Le robot humanoïde NEO de 1X vient de franchir un seuil important : il n’est plus seulement un démonstrateur présenté en vidéo ou un produit en précommande. Avec l’ouverture de la NEO Factory à Hayward, en Californie, et l’accord signé avec EQT pour rendre jusqu’à 10 000 robots disponibles auprès de sociétés de son portefeuille entre 2026 et 2030, 1X entre dans la phase qui intéresse réellement les opérateurs industriels : la production, la flotte, le support et l’exploitation.
Chez Bybotix, cela place NEO au Niveau 4 de maturité : Production de masse & Flottes.
Pas encore Niveau 5. Un robot Niveau 5 est commercialisé, disponible, livré à grande échelle, avec retours clients consolidés et support éprouvé. NEO n’en est pas encore là. Mais il dépasse clairement le Niveau 3 du robot démontré en conditions réelles : 1X a désormais une capacité industrielle annoncée, une usine dédiée, une trajectoire de volumes et un cadre de déploiement multi-sites.

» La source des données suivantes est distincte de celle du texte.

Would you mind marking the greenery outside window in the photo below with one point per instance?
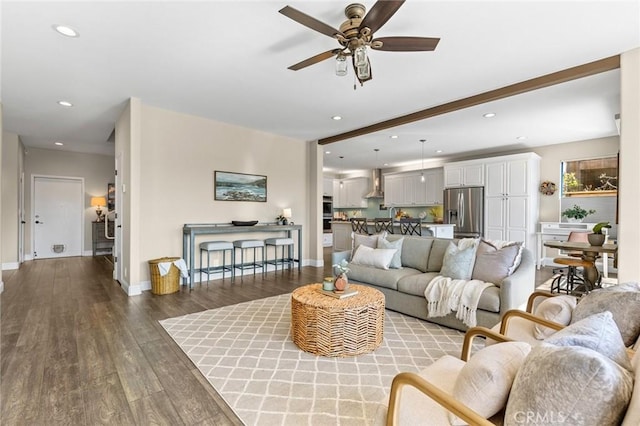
(588, 178)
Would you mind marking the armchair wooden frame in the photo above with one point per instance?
(435, 393)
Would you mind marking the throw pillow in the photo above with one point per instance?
(358, 240)
(378, 258)
(622, 301)
(557, 309)
(597, 332)
(493, 264)
(485, 381)
(568, 385)
(458, 259)
(396, 262)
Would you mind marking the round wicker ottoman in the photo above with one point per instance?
(326, 326)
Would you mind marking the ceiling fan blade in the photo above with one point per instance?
(310, 22)
(380, 13)
(406, 44)
(314, 59)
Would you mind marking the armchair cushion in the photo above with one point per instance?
(622, 301)
(568, 385)
(557, 309)
(485, 381)
(597, 332)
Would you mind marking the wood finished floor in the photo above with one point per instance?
(76, 350)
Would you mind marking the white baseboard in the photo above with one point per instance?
(10, 266)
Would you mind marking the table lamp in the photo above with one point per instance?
(98, 203)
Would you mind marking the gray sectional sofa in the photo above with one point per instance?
(422, 259)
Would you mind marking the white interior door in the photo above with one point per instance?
(57, 217)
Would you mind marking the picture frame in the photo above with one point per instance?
(233, 186)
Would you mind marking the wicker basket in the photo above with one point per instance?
(167, 284)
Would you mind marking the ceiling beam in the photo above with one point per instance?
(580, 71)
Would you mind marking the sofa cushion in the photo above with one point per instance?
(557, 309)
(568, 385)
(459, 259)
(378, 258)
(396, 261)
(494, 263)
(387, 278)
(436, 255)
(360, 239)
(622, 301)
(416, 284)
(485, 381)
(597, 332)
(415, 252)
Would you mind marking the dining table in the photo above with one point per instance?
(589, 254)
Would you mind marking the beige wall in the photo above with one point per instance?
(12, 168)
(96, 170)
(178, 156)
(629, 228)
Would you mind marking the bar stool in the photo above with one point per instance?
(244, 245)
(214, 246)
(282, 243)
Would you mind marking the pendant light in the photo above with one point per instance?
(422, 172)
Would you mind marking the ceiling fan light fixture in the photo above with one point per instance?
(341, 65)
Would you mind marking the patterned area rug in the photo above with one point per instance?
(246, 353)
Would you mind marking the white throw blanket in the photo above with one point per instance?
(445, 295)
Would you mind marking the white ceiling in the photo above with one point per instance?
(227, 60)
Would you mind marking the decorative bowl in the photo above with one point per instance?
(243, 222)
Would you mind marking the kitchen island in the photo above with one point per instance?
(342, 232)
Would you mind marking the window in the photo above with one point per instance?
(588, 178)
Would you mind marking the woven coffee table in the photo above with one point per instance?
(326, 326)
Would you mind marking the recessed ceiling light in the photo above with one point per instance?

Pourquoi ce passage au Niveau 4 compte
La robotique humanoïde a longtemps été dominée par trois formats : la vidéo de démonstration, le prototype de laboratoire et le pilote limité. Ces formats sont utiles, mais ils ne prouvent pas l’exploitabilité.
Un robot devient industriel quand trois conditions apparaissent :
- Une capacité de production répétable
- Un client ou réseau client capable d’absorber des volumes
- Une organisation de support, maintenance, formation et données terrain
L’annonce de 1X coche ces trois cases, au moins sur le papier. La NEO Factory de Hayward couvre 58 000 sq ft et emploie déjà plus de 200 personnes. 1X indique que le site est verticalement intégré et vise une capacité initiale de 10 000 NEO par an, avec une montée en automatisation progressive.

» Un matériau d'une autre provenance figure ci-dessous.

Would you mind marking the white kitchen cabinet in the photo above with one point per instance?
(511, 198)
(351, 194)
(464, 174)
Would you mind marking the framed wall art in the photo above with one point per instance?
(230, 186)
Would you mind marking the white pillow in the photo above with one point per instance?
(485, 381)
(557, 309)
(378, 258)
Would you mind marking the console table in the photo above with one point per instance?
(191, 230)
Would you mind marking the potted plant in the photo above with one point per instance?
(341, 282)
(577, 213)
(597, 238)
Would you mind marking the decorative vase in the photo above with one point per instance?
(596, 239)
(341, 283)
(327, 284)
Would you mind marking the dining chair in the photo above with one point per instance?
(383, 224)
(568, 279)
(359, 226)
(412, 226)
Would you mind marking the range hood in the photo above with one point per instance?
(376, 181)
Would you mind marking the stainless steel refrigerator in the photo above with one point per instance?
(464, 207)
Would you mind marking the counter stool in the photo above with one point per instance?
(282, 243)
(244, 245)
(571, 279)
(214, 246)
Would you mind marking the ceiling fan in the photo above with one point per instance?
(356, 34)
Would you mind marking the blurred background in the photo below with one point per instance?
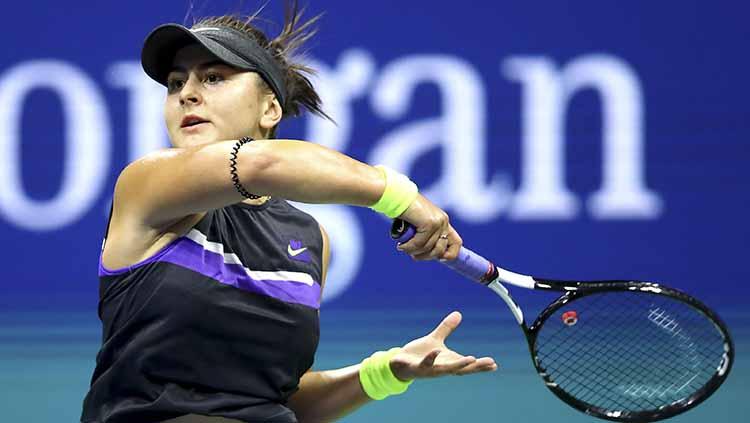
(572, 140)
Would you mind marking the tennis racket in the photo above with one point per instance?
(619, 350)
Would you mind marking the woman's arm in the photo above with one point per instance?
(328, 395)
(325, 396)
(173, 183)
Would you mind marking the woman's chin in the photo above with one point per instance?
(194, 140)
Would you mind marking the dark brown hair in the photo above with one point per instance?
(286, 48)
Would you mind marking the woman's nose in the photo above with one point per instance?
(190, 92)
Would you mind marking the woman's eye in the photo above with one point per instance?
(174, 84)
(213, 78)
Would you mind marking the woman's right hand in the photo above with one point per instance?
(435, 238)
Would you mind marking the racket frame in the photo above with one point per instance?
(483, 271)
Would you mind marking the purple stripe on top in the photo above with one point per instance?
(187, 253)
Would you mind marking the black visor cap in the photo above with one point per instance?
(229, 46)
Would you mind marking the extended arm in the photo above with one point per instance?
(174, 183)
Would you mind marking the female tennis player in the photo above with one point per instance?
(210, 282)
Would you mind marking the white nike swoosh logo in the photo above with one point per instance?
(295, 253)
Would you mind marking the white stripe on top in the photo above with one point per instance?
(231, 258)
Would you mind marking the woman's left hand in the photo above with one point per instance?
(428, 356)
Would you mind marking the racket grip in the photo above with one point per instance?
(468, 263)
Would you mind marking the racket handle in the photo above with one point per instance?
(468, 263)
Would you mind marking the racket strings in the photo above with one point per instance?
(630, 351)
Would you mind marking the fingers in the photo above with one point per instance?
(484, 364)
(447, 326)
(454, 245)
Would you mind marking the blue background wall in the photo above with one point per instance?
(470, 100)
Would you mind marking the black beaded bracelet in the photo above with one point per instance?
(233, 169)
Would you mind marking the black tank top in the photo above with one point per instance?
(223, 321)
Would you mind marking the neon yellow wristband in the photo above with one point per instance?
(398, 195)
(376, 376)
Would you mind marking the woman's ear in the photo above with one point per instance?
(272, 112)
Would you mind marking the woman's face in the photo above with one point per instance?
(229, 102)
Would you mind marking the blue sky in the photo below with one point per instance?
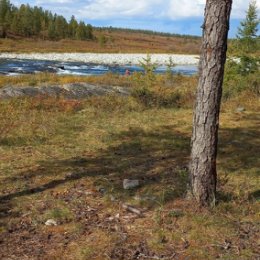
(174, 16)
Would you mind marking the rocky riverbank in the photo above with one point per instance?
(103, 58)
(68, 91)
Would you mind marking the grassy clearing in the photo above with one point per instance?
(66, 160)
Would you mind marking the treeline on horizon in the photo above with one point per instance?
(27, 21)
(149, 32)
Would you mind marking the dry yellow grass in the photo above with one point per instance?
(66, 160)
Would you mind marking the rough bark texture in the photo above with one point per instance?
(206, 115)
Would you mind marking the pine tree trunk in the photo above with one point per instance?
(203, 173)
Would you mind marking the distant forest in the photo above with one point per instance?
(27, 21)
(149, 32)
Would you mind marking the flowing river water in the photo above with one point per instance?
(14, 67)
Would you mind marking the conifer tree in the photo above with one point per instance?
(247, 32)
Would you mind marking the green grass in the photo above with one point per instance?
(64, 160)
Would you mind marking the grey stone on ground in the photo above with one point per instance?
(51, 222)
(240, 109)
(68, 91)
(130, 184)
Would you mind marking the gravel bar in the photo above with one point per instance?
(105, 58)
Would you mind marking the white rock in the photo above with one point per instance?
(130, 184)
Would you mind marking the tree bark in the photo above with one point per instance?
(203, 174)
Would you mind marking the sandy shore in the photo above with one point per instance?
(103, 58)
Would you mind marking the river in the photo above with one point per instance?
(14, 67)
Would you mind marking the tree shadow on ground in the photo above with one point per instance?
(157, 158)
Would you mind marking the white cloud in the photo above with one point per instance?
(131, 9)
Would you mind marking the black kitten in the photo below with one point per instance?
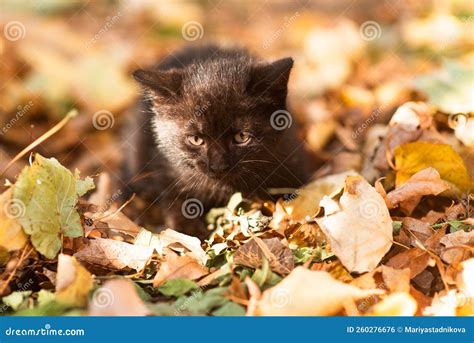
(213, 122)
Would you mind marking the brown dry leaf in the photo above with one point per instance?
(395, 304)
(73, 281)
(171, 238)
(252, 253)
(115, 255)
(415, 259)
(179, 267)
(117, 297)
(396, 280)
(408, 195)
(465, 279)
(254, 296)
(359, 226)
(12, 236)
(309, 293)
(447, 304)
(414, 232)
(457, 245)
(307, 202)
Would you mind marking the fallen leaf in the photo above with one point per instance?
(409, 194)
(307, 201)
(17, 300)
(179, 267)
(465, 280)
(49, 193)
(279, 256)
(359, 227)
(411, 158)
(117, 297)
(456, 245)
(395, 304)
(12, 236)
(177, 287)
(414, 232)
(73, 282)
(446, 304)
(415, 259)
(451, 88)
(169, 238)
(309, 293)
(396, 280)
(114, 254)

C’est précisément ce qui fait basculer NEO de la catégorie “robot intéressant” à la catégorie “plateforme industrielle à surveiller”.
Hayward : l’usine est plus importante que la vidéo du robot
Dans le marché des humanoïdes, l’attention publique se concentre souvent sur la marche, les mains, la vitesse ou les démonstrations de manipulation. Pour un acheteur professionnel, l’information la plus importante est ailleurs : combien d’unités peuvent être produites, réparées, mises à jour et remplacées ?

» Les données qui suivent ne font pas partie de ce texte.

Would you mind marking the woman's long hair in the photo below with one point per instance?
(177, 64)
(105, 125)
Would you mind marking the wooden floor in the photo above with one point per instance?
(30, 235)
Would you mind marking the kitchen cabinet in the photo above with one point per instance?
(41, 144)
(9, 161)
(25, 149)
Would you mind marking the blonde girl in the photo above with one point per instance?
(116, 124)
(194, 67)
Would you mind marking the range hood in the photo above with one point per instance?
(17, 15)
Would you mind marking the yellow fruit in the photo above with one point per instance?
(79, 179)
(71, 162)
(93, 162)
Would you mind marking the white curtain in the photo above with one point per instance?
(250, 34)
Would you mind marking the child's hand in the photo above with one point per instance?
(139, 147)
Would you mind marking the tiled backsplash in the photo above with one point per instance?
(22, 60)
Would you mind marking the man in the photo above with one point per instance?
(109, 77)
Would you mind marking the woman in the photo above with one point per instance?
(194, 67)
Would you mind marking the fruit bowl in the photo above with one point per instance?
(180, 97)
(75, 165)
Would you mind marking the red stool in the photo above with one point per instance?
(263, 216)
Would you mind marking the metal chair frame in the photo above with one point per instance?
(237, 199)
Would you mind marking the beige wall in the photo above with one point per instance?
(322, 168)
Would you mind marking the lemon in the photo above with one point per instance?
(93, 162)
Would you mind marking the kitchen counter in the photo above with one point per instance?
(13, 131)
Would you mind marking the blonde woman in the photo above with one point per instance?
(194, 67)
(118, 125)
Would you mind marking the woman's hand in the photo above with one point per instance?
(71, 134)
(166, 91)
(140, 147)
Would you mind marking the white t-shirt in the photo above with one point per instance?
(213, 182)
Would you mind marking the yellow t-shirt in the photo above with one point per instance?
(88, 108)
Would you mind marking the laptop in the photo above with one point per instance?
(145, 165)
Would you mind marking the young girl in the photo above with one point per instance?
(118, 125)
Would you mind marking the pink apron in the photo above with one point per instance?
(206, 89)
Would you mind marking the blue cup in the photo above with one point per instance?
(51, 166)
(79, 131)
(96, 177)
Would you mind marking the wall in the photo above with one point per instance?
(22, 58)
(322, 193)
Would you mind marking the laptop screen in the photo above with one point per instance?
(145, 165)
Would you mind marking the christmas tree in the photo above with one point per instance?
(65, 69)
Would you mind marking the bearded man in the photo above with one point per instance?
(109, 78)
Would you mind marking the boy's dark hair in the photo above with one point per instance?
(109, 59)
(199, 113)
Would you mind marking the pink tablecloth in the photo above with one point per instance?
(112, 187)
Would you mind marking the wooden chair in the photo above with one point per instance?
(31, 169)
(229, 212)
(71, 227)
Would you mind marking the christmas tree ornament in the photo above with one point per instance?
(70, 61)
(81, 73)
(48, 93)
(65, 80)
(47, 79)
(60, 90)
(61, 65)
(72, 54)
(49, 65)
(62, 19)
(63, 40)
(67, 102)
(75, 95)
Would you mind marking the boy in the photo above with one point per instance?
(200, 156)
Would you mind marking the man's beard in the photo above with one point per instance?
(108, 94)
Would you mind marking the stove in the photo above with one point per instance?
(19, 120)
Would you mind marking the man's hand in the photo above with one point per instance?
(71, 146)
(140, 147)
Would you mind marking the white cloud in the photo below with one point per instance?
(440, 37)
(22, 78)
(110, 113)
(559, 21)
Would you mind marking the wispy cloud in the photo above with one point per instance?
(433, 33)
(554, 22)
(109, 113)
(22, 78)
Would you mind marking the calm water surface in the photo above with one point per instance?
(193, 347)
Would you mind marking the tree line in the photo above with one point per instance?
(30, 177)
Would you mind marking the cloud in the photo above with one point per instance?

L’ouverture de Hayward répond à cette question mieux qu’une démonstration YouTube.
Une usine intégrée permet à 1X de maîtriser davantage de composants, de réduire les délais de correction, de standardiser les lots et d’accumuler plus vite les données de panne. C’est là que l’économie d’échelle commence réellement : pas seulement sur le prix d’achat, mais sur le coût total d’exploitation.
Le coût cible de NEO, autour de 20 000 dollars, est agressif pour un humanoïde bipède. Le robot mesure environ 1,68 m, reste relativement léger, et revendique une capacité de levage proche de 70 kg selon les fiches publiques et reprises spécialisées.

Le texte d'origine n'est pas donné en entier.